A cholecystectomy may be used to treat some cases of: 

  1. Gallbladder cancer. 
  2. Cholelithiasis (gallstones within the gallbladder). 
  3. Choledocholithiasis (gallstones within the bile duct). 
  4. Cholecystitis (inflammation of the gallbladder). 
  5. Pancreatitis (inflammation of the pancreas).


  • Simple cholecystectomy 

Simple cholecystectomy is done to remove the gallbladder, especially if the patient is suffering from a gallstone condition. It’s mainly performed with minimally invasive surgery and can sometimes require the open surgery technique. 

The procedure can be done open or laparoscopically:

  1. Open Cholecystectomy: The gallbladder is removed by a big (about 6 inch) abdominal incision (cut). When cancer is known or suspected, this is the ideal technique.
  2. Laparoscopic Cholecystectomy: In the abdomen, several small incisions (cuts) are made. The gallbladder is removed using a laparoscope (lighted tube) inserted via the incisions. When gallbladder cancer is known or suspected, this procedure is not employed.

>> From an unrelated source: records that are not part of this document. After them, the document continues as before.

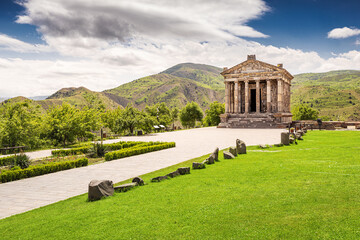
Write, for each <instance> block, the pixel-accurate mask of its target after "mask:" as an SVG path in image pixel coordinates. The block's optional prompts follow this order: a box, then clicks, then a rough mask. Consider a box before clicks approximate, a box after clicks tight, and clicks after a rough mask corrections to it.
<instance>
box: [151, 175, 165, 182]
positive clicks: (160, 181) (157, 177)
mask: <svg viewBox="0 0 360 240" xmlns="http://www.w3.org/2000/svg"><path fill="white" fill-rule="evenodd" d="M165 179H168V176H159V177H155V178H152V179H151V181H152V182H161V181H162V180H165Z"/></svg>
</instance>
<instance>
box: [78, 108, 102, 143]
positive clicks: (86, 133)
mask: <svg viewBox="0 0 360 240" xmlns="http://www.w3.org/2000/svg"><path fill="white" fill-rule="evenodd" d="M79 118H80V121H79V124H80V126H79V132H78V134H77V137H80V138H94V134H93V133H92V131H95V130H99V129H100V127H101V120H100V114H99V111H98V110H96V109H91V108H88V107H85V108H83V109H82V110H81V111H80V112H79Z"/></svg>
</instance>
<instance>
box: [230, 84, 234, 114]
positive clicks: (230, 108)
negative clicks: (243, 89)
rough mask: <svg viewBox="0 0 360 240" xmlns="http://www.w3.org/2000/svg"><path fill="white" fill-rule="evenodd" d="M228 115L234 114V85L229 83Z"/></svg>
mask: <svg viewBox="0 0 360 240" xmlns="http://www.w3.org/2000/svg"><path fill="white" fill-rule="evenodd" d="M229 96H230V113H233V112H234V85H233V83H232V82H230V93H229Z"/></svg>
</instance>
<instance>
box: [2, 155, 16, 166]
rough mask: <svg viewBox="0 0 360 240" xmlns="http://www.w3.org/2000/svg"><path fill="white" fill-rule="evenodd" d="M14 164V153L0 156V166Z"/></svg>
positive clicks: (14, 158)
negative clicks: (11, 155) (6, 156)
mask: <svg viewBox="0 0 360 240" xmlns="http://www.w3.org/2000/svg"><path fill="white" fill-rule="evenodd" d="M8 165H15V155H12V156H8V157H3V158H0V166H8Z"/></svg>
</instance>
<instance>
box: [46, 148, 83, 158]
mask: <svg viewBox="0 0 360 240" xmlns="http://www.w3.org/2000/svg"><path fill="white" fill-rule="evenodd" d="M89 150H90V148H89V147H79V148H71V149H61V150H53V151H51V154H52V155H54V156H69V155H79V154H85V153H87V152H89Z"/></svg>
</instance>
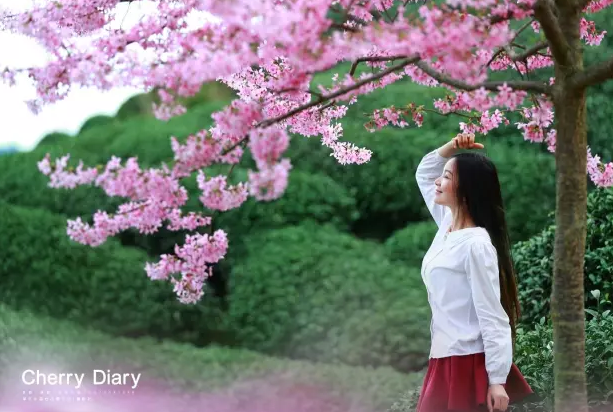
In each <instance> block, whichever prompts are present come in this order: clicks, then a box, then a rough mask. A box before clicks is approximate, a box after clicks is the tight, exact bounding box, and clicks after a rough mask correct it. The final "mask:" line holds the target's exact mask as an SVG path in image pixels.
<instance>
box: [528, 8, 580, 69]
mask: <svg viewBox="0 0 613 412" xmlns="http://www.w3.org/2000/svg"><path fill="white" fill-rule="evenodd" d="M534 17H535V18H536V20H538V22H539V23H541V28H542V29H543V32H544V33H545V37H546V38H547V41H548V42H549V47H550V48H551V54H552V55H553V58H554V59H555V60H556V62H557V63H559V64H560V65H562V66H568V65H569V64H570V62H571V59H570V56H569V53H570V46H569V45H568V43H567V42H566V37H564V33H562V28H561V27H560V23H559V22H558V19H557V18H556V16H555V15H554V14H553V6H552V4H551V0H537V2H536V4H535V5H534Z"/></svg>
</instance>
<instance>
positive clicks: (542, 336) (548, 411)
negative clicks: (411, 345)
mask: <svg viewBox="0 0 613 412" xmlns="http://www.w3.org/2000/svg"><path fill="white" fill-rule="evenodd" d="M585 334H586V340H585V344H586V347H585V372H586V375H587V386H588V399H589V404H590V411H592V412H602V411H603V410H609V409H606V408H604V409H603V407H604V406H608V407H609V408H610V407H611V406H612V405H613V351H612V350H611V348H612V345H613V314H611V313H610V312H609V311H605V312H603V313H599V314H597V315H596V316H593V317H590V319H589V320H586V326H585ZM514 362H515V364H516V365H517V367H518V368H519V370H520V371H521V373H522V374H523V375H524V377H525V378H526V380H527V381H528V383H529V384H530V386H531V387H532V390H533V391H534V392H535V396H532V397H530V398H529V399H526V401H525V402H522V403H521V404H517V405H511V406H510V407H509V411H511V412H512V411H515V412H553V396H554V376H553V331H552V326H551V323H549V322H545V321H544V320H543V321H541V322H540V323H538V324H537V325H536V327H535V328H534V329H533V330H525V329H522V328H519V329H518V330H517V347H516V350H515V357H514ZM420 389H421V388H416V389H413V390H410V391H407V392H405V394H404V395H403V396H402V397H400V398H399V399H398V400H397V401H396V402H395V403H394V404H393V405H392V407H391V408H390V409H389V412H413V411H415V407H416V406H417V400H418V399H419V391H420Z"/></svg>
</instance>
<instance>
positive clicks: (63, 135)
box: [36, 132, 73, 148]
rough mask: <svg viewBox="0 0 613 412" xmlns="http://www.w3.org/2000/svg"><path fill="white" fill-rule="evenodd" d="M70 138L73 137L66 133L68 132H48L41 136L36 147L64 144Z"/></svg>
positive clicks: (69, 140)
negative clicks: (46, 134)
mask: <svg viewBox="0 0 613 412" xmlns="http://www.w3.org/2000/svg"><path fill="white" fill-rule="evenodd" d="M72 139H73V137H72V136H70V135H68V134H66V133H61V132H53V133H49V134H47V135H45V137H43V138H42V139H41V140H40V141H39V142H38V145H37V146H36V147H37V148H39V147H41V146H50V145H58V144H66V143H67V142H69V141H70V140H72Z"/></svg>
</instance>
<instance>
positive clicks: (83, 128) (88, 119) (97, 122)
mask: <svg viewBox="0 0 613 412" xmlns="http://www.w3.org/2000/svg"><path fill="white" fill-rule="evenodd" d="M116 121H117V120H116V119H115V118H114V117H113V116H107V115H97V116H92V117H90V118H89V119H87V120H86V121H85V122H83V124H82V125H81V129H79V134H80V133H83V132H84V131H86V130H87V129H90V128H92V127H104V126H106V125H107V124H110V123H113V122H116Z"/></svg>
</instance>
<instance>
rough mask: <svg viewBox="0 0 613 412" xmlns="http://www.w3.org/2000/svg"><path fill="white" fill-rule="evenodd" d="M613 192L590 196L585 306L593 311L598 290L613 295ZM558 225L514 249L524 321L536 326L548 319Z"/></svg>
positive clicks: (610, 294) (547, 228) (602, 190)
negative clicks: (554, 245)
mask: <svg viewBox="0 0 613 412" xmlns="http://www.w3.org/2000/svg"><path fill="white" fill-rule="evenodd" d="M611 210H613V190H611V189H596V190H594V191H593V192H592V193H590V194H589V196H588V215H587V237H586V248H585V261H584V271H585V277H584V279H585V283H584V287H585V291H586V302H585V304H586V307H588V308H594V306H595V305H596V302H593V301H592V300H591V298H590V296H591V295H590V294H589V293H587V292H590V291H592V290H598V291H600V293H601V296H602V298H603V299H605V300H607V299H608V298H609V297H611V296H613V263H612V262H613V242H612V241H611V238H612V237H613V214H611V212H610V211H611ZM554 239H555V226H554V225H550V226H548V227H547V228H545V229H544V230H542V231H541V233H539V234H538V235H535V236H533V237H532V238H530V239H528V240H526V241H522V242H518V243H517V244H515V245H514V246H513V260H514V262H515V269H516V272H517V277H518V288H519V298H520V302H521V306H522V312H523V316H522V321H523V322H526V323H536V322H538V321H539V320H540V318H542V317H548V316H549V311H550V305H549V303H550V295H551V288H552V277H553V246H554Z"/></svg>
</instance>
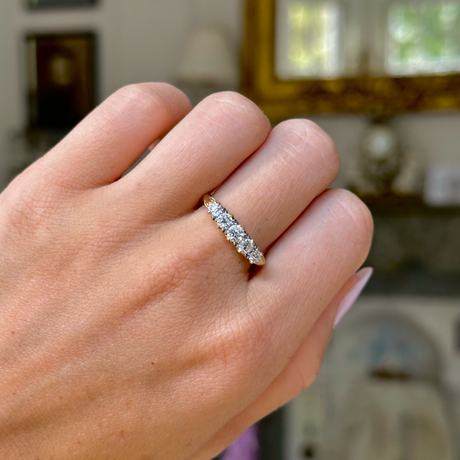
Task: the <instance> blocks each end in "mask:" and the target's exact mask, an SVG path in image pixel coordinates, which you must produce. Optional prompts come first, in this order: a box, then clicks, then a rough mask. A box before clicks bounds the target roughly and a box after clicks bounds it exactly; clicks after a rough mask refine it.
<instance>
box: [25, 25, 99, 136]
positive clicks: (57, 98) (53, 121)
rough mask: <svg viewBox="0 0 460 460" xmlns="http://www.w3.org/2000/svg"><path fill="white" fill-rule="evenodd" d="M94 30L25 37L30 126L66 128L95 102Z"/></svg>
mask: <svg viewBox="0 0 460 460" xmlns="http://www.w3.org/2000/svg"><path fill="white" fill-rule="evenodd" d="M96 43H97V37H96V34H95V33H93V32H78V33H77V32H72V33H37V34H33V33H29V34H27V35H26V37H25V47H26V56H27V62H26V70H27V73H26V81H27V113H28V128H29V130H37V129H38V130H41V131H48V132H53V131H54V132H56V131H60V132H67V131H69V130H70V129H72V128H73V127H74V126H75V125H76V124H77V123H79V122H80V121H81V120H82V119H83V118H84V117H85V116H86V115H88V114H89V113H90V112H91V111H92V110H93V109H94V107H95V106H96V96H97V95H96V88H97V82H96V75H97V73H96Z"/></svg>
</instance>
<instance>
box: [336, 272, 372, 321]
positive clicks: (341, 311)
mask: <svg viewBox="0 0 460 460" xmlns="http://www.w3.org/2000/svg"><path fill="white" fill-rule="evenodd" d="M372 273H374V269H373V268H363V269H362V270H360V271H359V272H358V273H356V276H357V277H358V281H357V282H356V284H355V285H354V286H353V288H352V289H351V290H350V291H349V292H348V293H347V294H345V297H344V298H343V299H342V301H341V302H340V305H339V308H338V310H337V316H336V318H335V322H334V327H336V326H337V324H339V323H340V321H342V319H343V317H344V316H345V315H346V314H347V312H348V310H350V308H351V307H352V306H353V304H354V303H355V302H356V300H357V299H358V297H359V296H360V295H361V292H363V290H364V288H365V287H366V284H367V283H368V282H369V280H370V278H371V276H372Z"/></svg>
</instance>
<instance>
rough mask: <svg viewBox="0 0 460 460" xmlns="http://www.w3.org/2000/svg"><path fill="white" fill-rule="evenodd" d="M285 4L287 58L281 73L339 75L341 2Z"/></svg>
mask: <svg viewBox="0 0 460 460" xmlns="http://www.w3.org/2000/svg"><path fill="white" fill-rule="evenodd" d="M285 7H286V10H285V11H284V15H283V16H284V17H285V21H286V22H287V27H286V28H285V31H286V32H287V37H286V38H287V40H286V41H285V49H284V50H283V54H284V56H285V59H283V61H284V63H281V72H278V73H281V74H285V75H288V76H307V77H308V76H310V77H321V76H334V75H337V74H338V73H339V71H340V49H339V47H340V43H339V42H340V40H339V24H340V8H339V6H338V4H337V3H336V2H329V1H325V2H312V1H301V0H291V1H288V2H286V3H285ZM279 64H280V63H278V70H280V65H279ZM283 64H284V65H283ZM283 67H284V68H283Z"/></svg>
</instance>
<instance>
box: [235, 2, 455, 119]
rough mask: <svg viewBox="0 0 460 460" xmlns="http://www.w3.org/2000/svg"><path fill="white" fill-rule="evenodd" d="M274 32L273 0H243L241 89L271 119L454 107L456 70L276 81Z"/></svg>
mask: <svg viewBox="0 0 460 460" xmlns="http://www.w3.org/2000/svg"><path fill="white" fill-rule="evenodd" d="M276 30H277V0H246V30H245V43H244V48H243V69H242V85H241V91H242V93H243V94H245V95H246V96H247V97H249V98H250V99H251V100H252V101H254V102H255V103H256V104H257V105H259V106H260V107H261V109H262V110H263V111H264V112H265V114H266V115H267V116H268V117H269V118H270V120H271V121H272V122H273V123H279V122H281V121H283V120H286V119H288V118H293V117H296V116H302V115H309V114H337V113H367V114H385V115H396V114H400V113H407V112H420V111H428V110H430V111H431V110H438V111H449V110H458V109H460V73H450V74H446V75H432V76H425V75H421V76H370V75H368V74H365V73H363V74H360V75H357V76H354V77H339V78H322V79H320V78H310V79H303V78H297V79H281V78H279V76H278V75H277V74H276V69H275V62H276V44H277V43H276Z"/></svg>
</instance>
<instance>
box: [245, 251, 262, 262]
mask: <svg viewBox="0 0 460 460" xmlns="http://www.w3.org/2000/svg"><path fill="white" fill-rule="evenodd" d="M248 259H249V262H251V264H258V263H259V262H260V261H261V260H262V253H261V252H260V250H259V249H258V248H257V247H255V248H254V251H252V252H251V254H249V257H248Z"/></svg>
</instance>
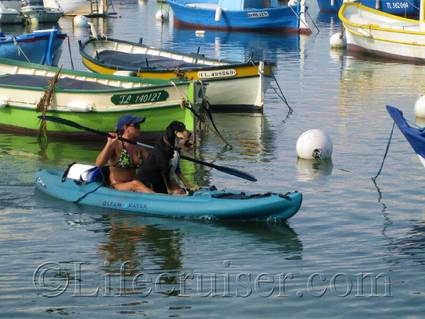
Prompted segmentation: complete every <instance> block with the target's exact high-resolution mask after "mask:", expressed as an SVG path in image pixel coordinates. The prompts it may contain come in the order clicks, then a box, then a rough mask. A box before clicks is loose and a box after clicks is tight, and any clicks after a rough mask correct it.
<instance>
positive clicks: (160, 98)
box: [111, 90, 169, 105]
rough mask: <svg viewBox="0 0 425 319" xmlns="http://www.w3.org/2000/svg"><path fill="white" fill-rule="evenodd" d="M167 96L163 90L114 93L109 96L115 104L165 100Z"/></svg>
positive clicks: (123, 103) (137, 102)
mask: <svg viewBox="0 0 425 319" xmlns="http://www.w3.org/2000/svg"><path fill="white" fill-rule="evenodd" d="M168 97H169V94H168V92H167V91H164V90H161V91H152V92H147V93H135V94H114V95H112V97H111V102H112V103H114V104H115V105H128V104H143V103H154V102H161V101H165V100H166V99H168Z"/></svg>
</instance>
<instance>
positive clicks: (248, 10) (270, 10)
mask: <svg viewBox="0 0 425 319" xmlns="http://www.w3.org/2000/svg"><path fill="white" fill-rule="evenodd" d="M168 2H172V3H173V5H176V6H180V7H182V8H190V9H192V10H205V11H210V12H215V11H216V9H212V8H203V7H191V6H188V4H189V3H179V2H176V1H173V0H169V1H168ZM299 5H300V4H299V2H298V3H297V4H296V5H295V6H294V7H297V6H299ZM289 7H290V6H289V5H286V6H281V7H270V8H248V9H241V10H229V9H227V10H226V9H223V11H224V12H229V13H238V12H261V11H269V10H270V11H279V10H282V9H285V10H288V9H290V8H289Z"/></svg>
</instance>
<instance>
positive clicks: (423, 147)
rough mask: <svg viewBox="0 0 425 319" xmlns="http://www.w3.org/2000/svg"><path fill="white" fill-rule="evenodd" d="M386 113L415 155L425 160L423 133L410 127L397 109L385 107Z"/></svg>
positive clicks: (424, 139) (391, 107)
mask: <svg viewBox="0 0 425 319" xmlns="http://www.w3.org/2000/svg"><path fill="white" fill-rule="evenodd" d="M387 111H388V113H389V114H390V116H391V118H392V119H393V120H394V122H395V124H396V125H397V127H398V128H399V129H400V131H401V133H403V135H404V137H405V138H406V140H407V141H408V142H409V144H410V146H412V148H413V150H414V151H415V153H416V154H417V155H419V156H421V157H423V158H425V132H424V131H423V130H421V129H418V128H415V127H412V126H410V125H409V123H407V121H406V119H405V118H404V117H403V112H401V111H400V110H399V109H398V108H396V107H393V106H389V105H387Z"/></svg>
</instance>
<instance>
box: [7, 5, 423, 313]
mask: <svg viewBox="0 0 425 319" xmlns="http://www.w3.org/2000/svg"><path fill="white" fill-rule="evenodd" d="M114 5H115V8H116V10H117V11H118V17H116V18H111V19H108V20H105V21H102V20H94V22H96V24H97V25H98V26H99V28H100V30H102V32H103V33H104V34H107V35H110V36H113V37H116V38H122V39H127V40H131V41H138V39H139V38H143V42H144V43H145V44H149V45H153V46H161V47H164V48H169V49H178V50H181V51H185V52H196V50H197V48H198V47H200V48H201V53H204V54H206V55H208V56H213V57H214V56H215V57H221V58H227V59H233V60H234V59H236V60H245V59H247V58H248V57H249V56H250V55H251V54H253V55H254V57H255V58H264V59H267V60H269V61H273V62H275V63H276V64H277V68H276V71H275V73H276V77H277V79H278V81H279V83H280V85H281V87H282V89H283V91H284V93H285V95H286V97H287V99H288V102H289V103H290V105H291V106H292V108H293V109H294V110H295V113H294V114H292V115H291V116H290V117H289V118H287V119H286V120H285V118H286V114H287V108H286V107H285V105H283V104H282V102H281V101H280V100H279V99H278V98H277V97H276V94H274V92H273V90H272V89H271V90H269V91H268V94H267V97H266V105H265V111H264V114H263V115H246V114H244V115H241V114H219V115H217V116H216V121H217V123H218V125H219V128H220V130H221V131H222V133H223V135H224V136H225V137H226V138H227V139H228V140H229V142H230V143H231V144H232V145H233V146H234V148H233V149H232V150H231V151H223V145H222V144H221V143H220V141H219V140H218V139H217V138H216V137H215V136H214V135H212V134H211V135H207V136H205V137H204V138H203V140H202V145H201V146H200V149H199V150H198V151H197V152H198V156H199V157H201V158H202V159H204V160H209V161H215V162H216V163H219V164H222V165H228V166H233V167H236V168H239V169H241V170H245V171H247V172H250V173H252V174H253V175H255V176H256V177H257V178H258V182H257V183H249V182H245V181H243V180H240V179H237V178H233V177H231V176H227V175H224V174H222V173H220V172H216V171H212V170H208V169H205V168H201V167H194V166H190V165H188V164H187V163H186V164H185V167H184V170H185V172H186V173H187V174H188V175H189V176H190V177H191V178H192V179H194V180H195V181H196V182H197V183H199V184H200V185H216V186H218V187H227V188H228V189H238V190H247V191H279V192H286V191H289V190H295V189H296V190H299V191H302V192H303V193H304V202H303V205H302V208H301V210H300V211H299V213H298V214H297V215H296V216H295V217H293V218H292V219H291V220H289V222H288V223H287V224H284V225H267V224H258V223H237V224H235V223H217V222H213V221H184V220H170V219H156V218H148V217H141V216H135V215H130V214H123V213H119V212H114V211H109V210H102V209H97V208H88V207H82V206H77V205H74V204H69V203H64V202H61V201H57V200H53V199H51V198H48V197H47V196H44V195H42V194H40V193H38V192H36V191H35V190H34V186H33V181H32V179H33V175H34V173H35V172H36V171H37V170H38V169H40V168H44V167H65V166H66V165H67V164H68V163H70V162H72V161H78V162H86V163H90V162H92V161H94V159H95V157H96V155H97V152H98V151H99V149H100V147H101V146H99V145H93V144H87V145H78V144H72V143H69V142H51V143H50V144H49V145H48V149H47V150H46V151H40V147H39V146H38V144H37V143H36V140H35V138H33V137H24V136H12V135H9V134H0V175H1V176H2V178H1V180H0V256H1V259H0V260H1V263H0V309H1V311H0V312H1V314H2V316H3V317H5V318H24V317H27V318H41V317H43V318H44V317H46V318H50V317H51V318H61V317H64V316H67V317H75V318H109V317H110V318H116V317H117V316H120V317H121V318H127V317H128V318H134V317H142V316H149V317H155V318H158V317H180V318H199V317H208V318H227V317H237V318H239V317H243V318H258V317H260V316H261V317H267V318H277V317H282V316H285V317H286V318H300V317H311V316H315V317H320V318H324V317H330V316H332V317H335V318H359V317H364V316H371V317H373V318H392V317H393V318H399V317H410V318H416V317H418V318H419V317H423V313H424V311H425V303H424V297H425V288H424V283H425V278H424V270H425V211H424V206H423V198H424V191H423V189H422V185H423V183H424V178H423V167H422V165H421V164H420V163H419V161H418V160H417V158H416V156H415V155H414V153H413V151H412V150H411V149H410V146H409V145H408V144H407V143H406V142H405V141H404V138H403V137H402V136H401V134H400V133H399V132H398V131H395V134H394V137H393V142H392V145H391V149H390V153H389V156H388V158H387V161H386V164H385V167H384V171H383V173H382V176H381V177H380V178H379V179H378V187H379V189H377V188H376V187H375V186H374V184H373V183H372V181H371V179H370V177H371V176H373V175H374V174H375V173H376V172H377V170H378V168H379V165H380V163H381V160H382V156H383V153H384V150H385V146H386V143H387V140H388V136H389V133H390V129H391V125H392V123H391V121H390V119H389V116H388V115H387V114H386V111H385V104H392V105H395V106H399V107H400V108H401V109H403V110H404V111H405V114H406V116H407V117H408V118H410V119H412V120H414V114H413V105H414V102H415V101H416V99H417V98H418V97H419V96H420V95H423V94H424V93H425V76H424V75H425V66H420V65H412V64H399V63H390V62H385V61H379V60H374V61H372V60H367V59H364V58H358V57H353V56H350V55H347V54H346V53H344V52H331V51H330V50H329V38H330V36H331V35H332V34H333V33H334V32H337V31H340V29H341V26H340V24H339V22H338V19H337V17H336V16H335V15H322V14H319V13H318V10H317V5H316V3H310V4H309V5H310V13H311V15H312V18H313V20H314V21H315V23H316V24H317V25H318V27H319V28H320V30H321V31H320V33H319V34H313V35H311V36H299V35H266V34H254V33H252V34H243V33H223V32H206V34H205V36H203V37H197V36H196V35H195V33H194V31H188V30H179V29H175V28H174V27H173V25H172V23H165V24H163V25H161V24H160V23H158V22H156V21H155V18H154V16H155V12H156V11H157V10H158V9H159V5H158V4H157V3H156V2H155V1H144V2H136V1H125V2H124V1H121V2H119V1H116V2H115V3H114ZM59 25H60V27H61V28H62V29H63V30H64V31H65V32H67V33H68V35H69V36H70V40H71V51H72V55H73V62H74V64H75V66H76V68H78V69H83V66H82V65H81V62H80V58H79V56H78V49H77V48H78V47H77V43H76V41H77V40H79V39H85V38H86V37H87V36H88V30H85V29H84V30H79V29H74V30H73V28H72V19H70V18H63V19H61V20H60V23H59ZM2 31H13V32H22V31H25V28H24V27H22V28H17V27H8V28H3V29H2ZM61 61H62V62H61V63H62V64H63V65H64V66H66V67H69V66H70V56H69V54H68V49H67V47H66V46H64V50H63V54H62V59H61ZM311 128H320V129H323V130H325V131H326V132H328V133H329V134H330V136H331V137H332V140H333V145H334V154H333V161H332V163H322V164H320V165H314V164H311V163H309V162H304V161H299V160H297V159H296V153H295V144H296V140H297V138H298V136H299V135H300V134H301V133H302V132H304V131H306V130H308V129H311ZM421 189H422V191H421Z"/></svg>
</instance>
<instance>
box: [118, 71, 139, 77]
mask: <svg viewBox="0 0 425 319" xmlns="http://www.w3.org/2000/svg"><path fill="white" fill-rule="evenodd" d="M114 75H118V76H137V72H134V71H124V70H118V71H115V72H114Z"/></svg>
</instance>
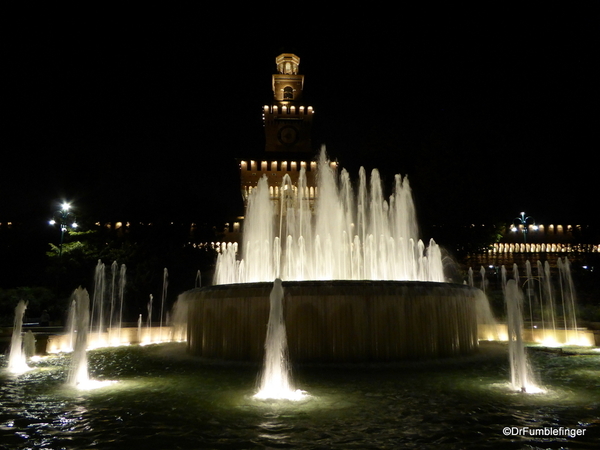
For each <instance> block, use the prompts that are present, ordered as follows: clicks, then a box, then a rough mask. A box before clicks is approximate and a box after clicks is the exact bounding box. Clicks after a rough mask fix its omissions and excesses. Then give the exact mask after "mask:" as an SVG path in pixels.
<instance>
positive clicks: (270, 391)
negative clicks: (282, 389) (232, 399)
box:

See for more information: Gallstones – definition


  • Extended cholecystectomy 

This is a procedure to treat cancer of the gallbladder. The gallbladder is usually connected to the liver, and sometimes the cancer cells can invade the liver and spread towards the gallbladder. In such situations, a liver extended cholecystectomy is recommended over simple cholecystectomy to avoid leaving behind the cancer cells after the procedure.

Generally, extended cholecystectomy involves the removal of a small section of the liver connected to the gallbladder. This is to clear all the cancerous cells and prevent them from spreading and multiplying further. 


Complications of Hepatobiliary and Pancreatic Surgery 

Any surgery carries varying risks and complications, ranging from mild to chronic and serious problems. This, however, depends on the surgical area, the severity of the condition, and the associated organs, blood vessels, and nerves.

Overall, these are the common risks that might arise after the surgery;

  • Infection inside the belly or on the incision part
  • Bleeding, especially on the surgical sections
  • Leakage on the connected region of the bile duct or the pancreas 
  • Difficulties and delays in emptying the stomach, making it hard to eat 
  • Temporary or permanent diabetes 
  • Anesthesia reactions



Hepatobiliary and pancreatic surgery is a modern surgical procedure that most medical specialists recommend. It helps treat and repair a wide range of conditions affecting the liver, gallbladder, bile ducts, and pancreas. 

Nowadays, with the improvement of surgical skills and new technologies available, HPB major surgery can be considered safe and feasible even in carefully selected elderly patients.